In BIA, the number of variables obtained depends on the combination of frequency and measurement site. As the correlation between variables is high, it is challenging to make valid predictions using conventional analysis methods because of issues such as multicollinearity. Consequently, in recent years, an interest in neural networks, a category of machine learning, has increased. Neural networks are algorithms that emulate the human nervous system, enabling the modeling of intricate relationships among numerous variables [25]. A previous study used clinical data to predict sarcopenia in patients undergoing peritoneal dialysis and reported that the accuracy of sarcopenia prediction was higher with models that applied machine learning, such as neural networks and support vector machines, than with models that applied conventional logistic regression analysis [26]. Because the raw data obtained from the BIA are believed to reflect biological information, it is hypothesized that high-precision sarcopenia prediction is possible by modeling these variables using machine learning.

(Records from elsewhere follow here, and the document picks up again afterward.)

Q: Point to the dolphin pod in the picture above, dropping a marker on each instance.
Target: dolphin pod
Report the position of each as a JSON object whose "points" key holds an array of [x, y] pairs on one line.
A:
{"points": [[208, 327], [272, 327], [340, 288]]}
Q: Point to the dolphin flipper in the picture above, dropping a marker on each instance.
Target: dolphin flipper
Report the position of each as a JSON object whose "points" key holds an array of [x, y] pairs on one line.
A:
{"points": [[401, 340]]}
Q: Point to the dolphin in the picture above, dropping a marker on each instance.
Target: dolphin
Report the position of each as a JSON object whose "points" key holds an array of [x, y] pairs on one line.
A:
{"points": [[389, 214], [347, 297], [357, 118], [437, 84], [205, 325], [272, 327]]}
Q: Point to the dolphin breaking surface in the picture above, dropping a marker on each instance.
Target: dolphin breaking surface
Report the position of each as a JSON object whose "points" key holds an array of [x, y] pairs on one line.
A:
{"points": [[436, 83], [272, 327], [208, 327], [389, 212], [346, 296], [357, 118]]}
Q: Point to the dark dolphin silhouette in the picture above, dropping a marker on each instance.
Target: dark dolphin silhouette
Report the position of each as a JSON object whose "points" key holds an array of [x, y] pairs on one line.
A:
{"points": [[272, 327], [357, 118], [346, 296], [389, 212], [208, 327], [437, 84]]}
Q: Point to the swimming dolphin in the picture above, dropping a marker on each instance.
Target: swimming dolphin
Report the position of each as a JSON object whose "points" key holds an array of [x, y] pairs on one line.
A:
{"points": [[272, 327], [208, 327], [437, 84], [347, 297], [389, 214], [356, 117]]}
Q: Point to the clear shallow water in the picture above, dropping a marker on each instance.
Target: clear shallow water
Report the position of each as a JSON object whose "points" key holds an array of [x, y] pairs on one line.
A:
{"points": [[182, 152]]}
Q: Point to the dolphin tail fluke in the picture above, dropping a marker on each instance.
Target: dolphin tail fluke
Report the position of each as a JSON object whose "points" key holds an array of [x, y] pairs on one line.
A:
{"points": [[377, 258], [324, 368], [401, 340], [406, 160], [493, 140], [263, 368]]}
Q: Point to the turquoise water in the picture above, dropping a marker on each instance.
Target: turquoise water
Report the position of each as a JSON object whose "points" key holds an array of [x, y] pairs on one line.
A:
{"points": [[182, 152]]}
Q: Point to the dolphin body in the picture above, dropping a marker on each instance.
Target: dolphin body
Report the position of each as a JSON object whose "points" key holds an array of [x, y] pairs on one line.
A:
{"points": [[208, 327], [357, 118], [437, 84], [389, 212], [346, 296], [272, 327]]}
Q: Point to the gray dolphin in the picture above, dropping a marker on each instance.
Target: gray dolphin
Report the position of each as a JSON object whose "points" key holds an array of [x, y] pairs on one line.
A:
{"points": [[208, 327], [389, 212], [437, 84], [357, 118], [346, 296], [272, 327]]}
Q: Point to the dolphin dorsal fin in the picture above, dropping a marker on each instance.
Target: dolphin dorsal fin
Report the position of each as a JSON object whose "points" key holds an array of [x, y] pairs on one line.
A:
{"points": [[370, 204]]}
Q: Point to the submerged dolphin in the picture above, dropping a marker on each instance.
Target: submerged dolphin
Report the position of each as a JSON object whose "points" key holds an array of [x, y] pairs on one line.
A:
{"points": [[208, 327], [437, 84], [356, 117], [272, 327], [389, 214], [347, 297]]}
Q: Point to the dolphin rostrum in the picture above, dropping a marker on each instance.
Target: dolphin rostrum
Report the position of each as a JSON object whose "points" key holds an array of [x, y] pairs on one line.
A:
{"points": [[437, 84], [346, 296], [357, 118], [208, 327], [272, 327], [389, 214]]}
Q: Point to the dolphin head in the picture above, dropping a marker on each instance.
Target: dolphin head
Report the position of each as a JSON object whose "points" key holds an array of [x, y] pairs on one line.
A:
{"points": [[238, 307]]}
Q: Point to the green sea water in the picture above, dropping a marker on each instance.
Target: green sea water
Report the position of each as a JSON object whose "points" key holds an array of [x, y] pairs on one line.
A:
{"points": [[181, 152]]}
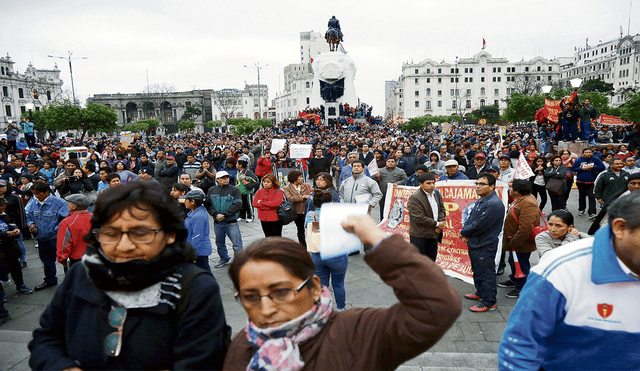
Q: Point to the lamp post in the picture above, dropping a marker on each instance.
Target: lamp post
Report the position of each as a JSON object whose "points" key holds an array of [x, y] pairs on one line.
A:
{"points": [[258, 68], [73, 90]]}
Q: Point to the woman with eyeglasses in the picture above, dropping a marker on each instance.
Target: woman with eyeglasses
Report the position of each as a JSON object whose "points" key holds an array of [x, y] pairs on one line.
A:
{"points": [[137, 301], [292, 323]]}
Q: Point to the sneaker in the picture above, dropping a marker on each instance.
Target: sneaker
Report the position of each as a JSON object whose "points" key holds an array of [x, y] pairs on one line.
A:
{"points": [[472, 297], [24, 290], [507, 283], [513, 294], [221, 263], [482, 308]]}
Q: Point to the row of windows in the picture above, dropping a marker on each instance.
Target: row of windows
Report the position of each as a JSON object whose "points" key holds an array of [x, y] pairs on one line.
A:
{"points": [[454, 103]]}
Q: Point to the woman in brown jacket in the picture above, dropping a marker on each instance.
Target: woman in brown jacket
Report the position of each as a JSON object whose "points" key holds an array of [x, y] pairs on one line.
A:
{"points": [[523, 215], [298, 191], [292, 324]]}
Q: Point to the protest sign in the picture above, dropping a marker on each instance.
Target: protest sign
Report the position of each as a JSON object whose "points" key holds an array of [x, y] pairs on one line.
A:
{"points": [[453, 254]]}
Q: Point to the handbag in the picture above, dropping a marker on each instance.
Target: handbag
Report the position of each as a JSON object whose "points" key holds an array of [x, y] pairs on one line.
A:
{"points": [[537, 229], [286, 211], [555, 186]]}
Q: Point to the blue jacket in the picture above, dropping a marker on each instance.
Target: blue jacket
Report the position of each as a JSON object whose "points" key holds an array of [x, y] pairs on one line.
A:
{"points": [[587, 176], [577, 311], [197, 224], [456, 176], [46, 216], [485, 221]]}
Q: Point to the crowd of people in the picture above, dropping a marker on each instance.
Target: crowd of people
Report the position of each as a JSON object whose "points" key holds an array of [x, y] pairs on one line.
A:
{"points": [[164, 194]]}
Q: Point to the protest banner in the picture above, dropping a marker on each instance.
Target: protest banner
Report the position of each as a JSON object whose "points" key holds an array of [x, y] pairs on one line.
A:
{"points": [[453, 254], [523, 170], [277, 145], [300, 151]]}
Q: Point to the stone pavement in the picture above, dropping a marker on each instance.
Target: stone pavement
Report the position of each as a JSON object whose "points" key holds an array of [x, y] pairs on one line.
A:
{"points": [[471, 344]]}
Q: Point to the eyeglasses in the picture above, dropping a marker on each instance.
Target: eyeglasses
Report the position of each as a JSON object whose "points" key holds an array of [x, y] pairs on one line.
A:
{"points": [[278, 296], [136, 235], [113, 342]]}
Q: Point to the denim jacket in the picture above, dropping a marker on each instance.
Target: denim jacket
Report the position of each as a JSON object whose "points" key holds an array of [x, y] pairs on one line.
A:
{"points": [[46, 216]]}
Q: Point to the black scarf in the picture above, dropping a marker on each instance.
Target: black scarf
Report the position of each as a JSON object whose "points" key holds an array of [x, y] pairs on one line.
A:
{"points": [[133, 275]]}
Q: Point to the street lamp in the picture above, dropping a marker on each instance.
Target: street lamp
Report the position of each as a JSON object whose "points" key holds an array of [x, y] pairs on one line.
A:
{"points": [[258, 68], [575, 83], [73, 90]]}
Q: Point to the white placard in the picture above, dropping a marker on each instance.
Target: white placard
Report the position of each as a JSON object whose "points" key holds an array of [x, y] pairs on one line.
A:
{"points": [[300, 150], [334, 240], [277, 145]]}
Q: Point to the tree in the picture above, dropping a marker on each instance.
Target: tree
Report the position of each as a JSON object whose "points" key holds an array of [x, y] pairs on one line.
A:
{"points": [[227, 100], [598, 85]]}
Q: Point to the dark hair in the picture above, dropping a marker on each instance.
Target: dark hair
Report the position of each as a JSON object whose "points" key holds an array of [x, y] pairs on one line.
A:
{"points": [[293, 175], [110, 177], [564, 215], [327, 178], [426, 176], [626, 208], [147, 196], [274, 181], [40, 187], [489, 177], [320, 197], [522, 186], [181, 187], [292, 256]]}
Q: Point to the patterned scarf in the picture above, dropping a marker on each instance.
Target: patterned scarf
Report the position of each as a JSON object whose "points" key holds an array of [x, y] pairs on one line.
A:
{"points": [[278, 346]]}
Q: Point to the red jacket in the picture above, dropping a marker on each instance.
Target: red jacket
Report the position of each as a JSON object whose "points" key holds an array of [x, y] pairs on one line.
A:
{"points": [[263, 166], [70, 233], [267, 202]]}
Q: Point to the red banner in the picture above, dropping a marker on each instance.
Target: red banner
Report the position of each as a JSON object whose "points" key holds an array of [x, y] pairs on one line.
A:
{"points": [[453, 254], [612, 120]]}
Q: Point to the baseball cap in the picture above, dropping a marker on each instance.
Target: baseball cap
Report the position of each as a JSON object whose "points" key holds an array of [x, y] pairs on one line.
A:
{"points": [[194, 194], [80, 200]]}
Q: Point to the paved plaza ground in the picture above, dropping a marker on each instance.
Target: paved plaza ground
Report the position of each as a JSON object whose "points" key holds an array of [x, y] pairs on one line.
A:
{"points": [[471, 344]]}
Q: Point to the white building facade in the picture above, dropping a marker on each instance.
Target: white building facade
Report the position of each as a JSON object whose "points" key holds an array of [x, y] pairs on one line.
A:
{"points": [[448, 88], [616, 62], [37, 87]]}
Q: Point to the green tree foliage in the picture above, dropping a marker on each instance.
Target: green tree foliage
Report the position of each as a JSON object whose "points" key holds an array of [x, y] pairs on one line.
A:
{"points": [[597, 85]]}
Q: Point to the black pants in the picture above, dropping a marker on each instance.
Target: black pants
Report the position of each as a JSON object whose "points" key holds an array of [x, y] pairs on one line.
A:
{"points": [[426, 246], [586, 190], [300, 227], [11, 255], [272, 229], [484, 272], [542, 191]]}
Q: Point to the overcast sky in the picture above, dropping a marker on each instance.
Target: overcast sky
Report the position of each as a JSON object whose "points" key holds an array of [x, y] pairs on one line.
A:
{"points": [[204, 44]]}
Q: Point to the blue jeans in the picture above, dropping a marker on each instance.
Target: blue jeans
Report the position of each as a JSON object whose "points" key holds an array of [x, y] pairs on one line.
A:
{"points": [[222, 230], [47, 252], [525, 266], [336, 268]]}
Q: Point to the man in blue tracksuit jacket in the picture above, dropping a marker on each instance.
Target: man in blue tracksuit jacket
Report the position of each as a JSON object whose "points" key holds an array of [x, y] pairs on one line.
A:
{"points": [[579, 307], [480, 232]]}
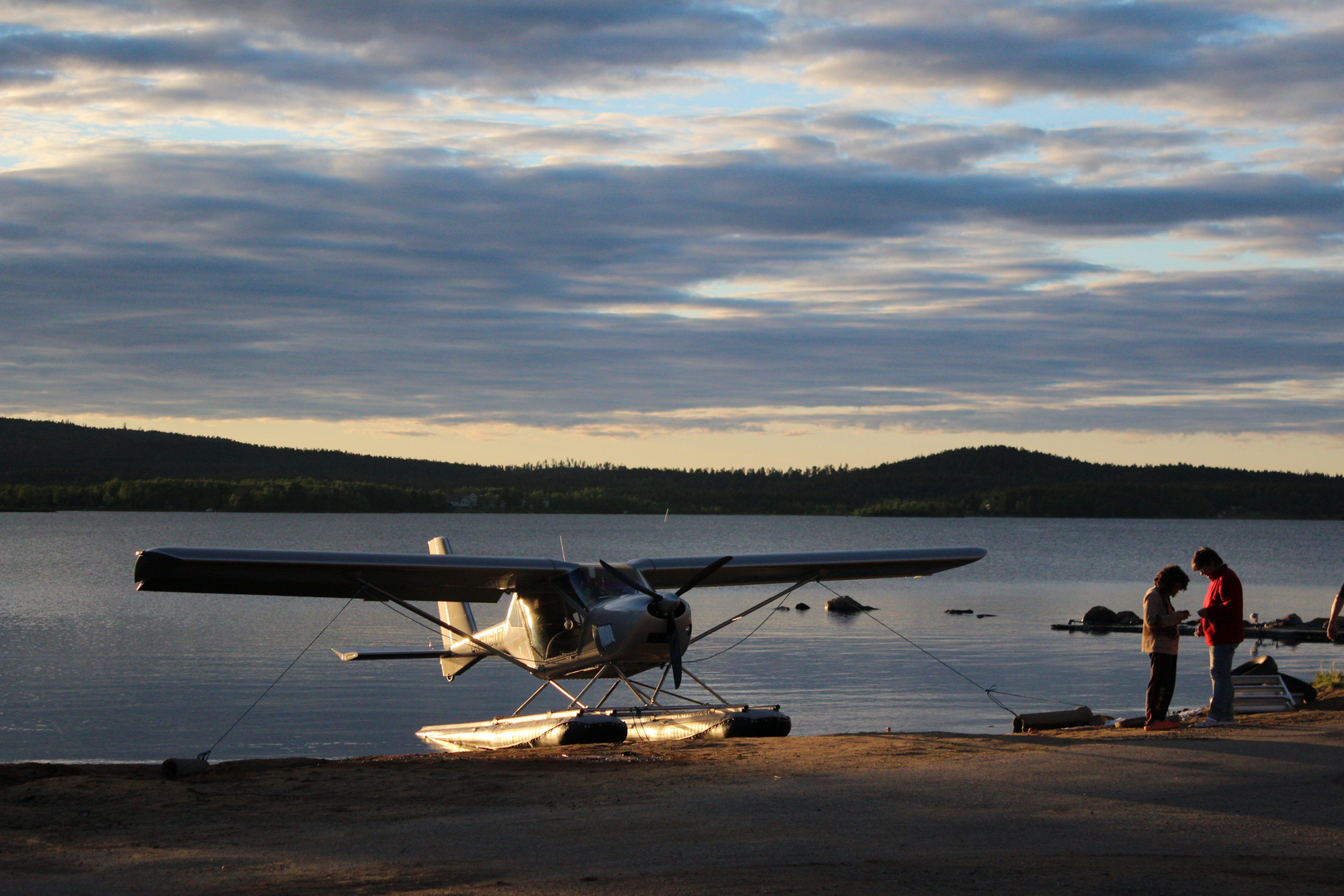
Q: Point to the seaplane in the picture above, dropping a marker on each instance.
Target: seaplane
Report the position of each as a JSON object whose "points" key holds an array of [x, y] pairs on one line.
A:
{"points": [[566, 622]]}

The current study aimed to predict sarcopenia using a maximum of 144 BIA measurements and to develop a more convenient and accurate screening method in order to facilitate early sarcopenia detection in healthy older adults. We propose that developing a screening method based solely on BIA—without the need for additional physical function measurements—will extend the utility of BIA across clinical settings, sports facilities, and municipal programs, thereby enhancing sarcopenia screening efforts.

Materials and methods

Study design and participants

This study was conducted with individuals who participated in the Kasama Study from 02/07/2015 to 10/07/2018 and the original data was accessed on 02/12/2022. The Kasama Study is an open cohort study conducted annually since 2009. Individuals were randomly selected from the basic resident register and invited to participate in the study [27]. Those who participated in exercise classes held in the city were invited to participate in this study. Data from the initial participation in health checkups were processed as cross-sectional data, with a total of 724 individuals participating (S1 Fig). The inclusion criteria were as follows: individuals aged ≥65 years who resided in the area and had not received support or nursing care certification. The exclusion criteria were as follows: (1) individuals aged ≤64 years or ≥86 years (n = 16); (2) those with missing BIA data (n = 15); and (3) those with missing physical performance test data (data set 1: n = 38, data set 2: n = 24).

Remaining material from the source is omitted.